What’s Next with D&O and COVID-19 Coverage?
The principal focus in considering insurance coverage for COVID-19-related losses and liabilities has, thus far, primarily concerned business interruption coverage. But there are many other types of coverage that could come into play as businesses recover. Among the various other types of insurance coverage that could be implicated is Directors & Officers (“D&O”) liability insurance.
In the simplest terms, D&O insurance is meant to protect a company’s directors and officers from claims alleging that a mistake, bad judgment, or other malfeasance in operating a business has caused the business to suffer some form of loss or to incur some form of liability. These various circumstances are embodied in the definitions of what D&O policies refer to as “Wrongful Acts.” A typical “Wrongful Acts” definition includes the breach of a duty, neglect, error, misstatement, misleading statement, omission, or act of a director and/or officer of a company. Securities litigation and, to a more limited extent, regulatory investigations are the classic types of claims that arise from conduct typically encompassed within a “Wrongful Act” definition. There are generally three parts to a D&O policy, called Side A, B, and C coverage. Side A coverage is for “Wrongful Acts” committed by directors and/or officers that the company does not or cannot indemnify. Side B coverage exists to reimburse the company for indemnity payments the company makes on behalf of directors and/or officers for their “Wrongful Acts.” Finally, Side C coverage insures the company itself when it is sued. For public companies, Side C coverage is typically triggered only by securities claims. Privately held companies may be covered for a broader range of claims involving the “Wrongful Acts” of directors and officers. D&O Insurance covers not only indemnity payments but also defense costs, i.e. the costs necessary to respond to any litigation or investigation.

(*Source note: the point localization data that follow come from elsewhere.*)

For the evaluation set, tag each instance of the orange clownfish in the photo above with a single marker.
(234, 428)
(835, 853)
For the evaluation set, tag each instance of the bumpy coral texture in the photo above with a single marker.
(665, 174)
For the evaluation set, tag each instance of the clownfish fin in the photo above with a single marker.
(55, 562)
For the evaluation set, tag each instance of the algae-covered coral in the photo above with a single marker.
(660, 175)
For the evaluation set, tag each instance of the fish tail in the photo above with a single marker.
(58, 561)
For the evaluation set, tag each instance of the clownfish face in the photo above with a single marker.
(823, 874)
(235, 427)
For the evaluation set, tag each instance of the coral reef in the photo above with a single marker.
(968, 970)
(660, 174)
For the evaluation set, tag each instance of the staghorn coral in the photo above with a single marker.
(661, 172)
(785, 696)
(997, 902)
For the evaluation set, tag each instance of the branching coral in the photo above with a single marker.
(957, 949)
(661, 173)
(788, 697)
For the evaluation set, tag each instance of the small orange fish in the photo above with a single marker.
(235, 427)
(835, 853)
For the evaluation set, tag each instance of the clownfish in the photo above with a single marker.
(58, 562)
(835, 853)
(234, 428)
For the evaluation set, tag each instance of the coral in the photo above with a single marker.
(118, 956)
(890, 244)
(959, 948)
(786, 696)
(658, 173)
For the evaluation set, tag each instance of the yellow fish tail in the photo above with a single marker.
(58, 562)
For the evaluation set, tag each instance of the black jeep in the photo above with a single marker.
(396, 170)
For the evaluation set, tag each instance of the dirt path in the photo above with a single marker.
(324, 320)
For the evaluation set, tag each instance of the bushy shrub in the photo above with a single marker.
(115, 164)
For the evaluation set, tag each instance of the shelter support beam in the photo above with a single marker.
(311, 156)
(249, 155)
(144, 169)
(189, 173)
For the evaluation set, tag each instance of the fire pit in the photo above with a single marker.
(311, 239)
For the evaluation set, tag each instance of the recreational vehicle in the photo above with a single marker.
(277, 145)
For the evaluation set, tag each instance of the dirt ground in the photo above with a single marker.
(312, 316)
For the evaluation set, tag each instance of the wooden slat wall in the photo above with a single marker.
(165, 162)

As far as COVID-19 is concerned, decisions that companies have made in order to operate under these difficult circumstances may be called into question as things return to “normal.” For example, companies have had to respond to the challenges of the pandemic and to issue public statements about that response. These actions could potentially prompt securities litigation (direct and derivative securities claims) and class actions to the extent that companies and/or a company’s directors and officers have allegedly failed to respond adequately or have made false statements to shareholders and/or the public. Similarly, a company’s financial reports may come under scrutiny, particularly if the company suffered a substantial loss as a result of COVID-19.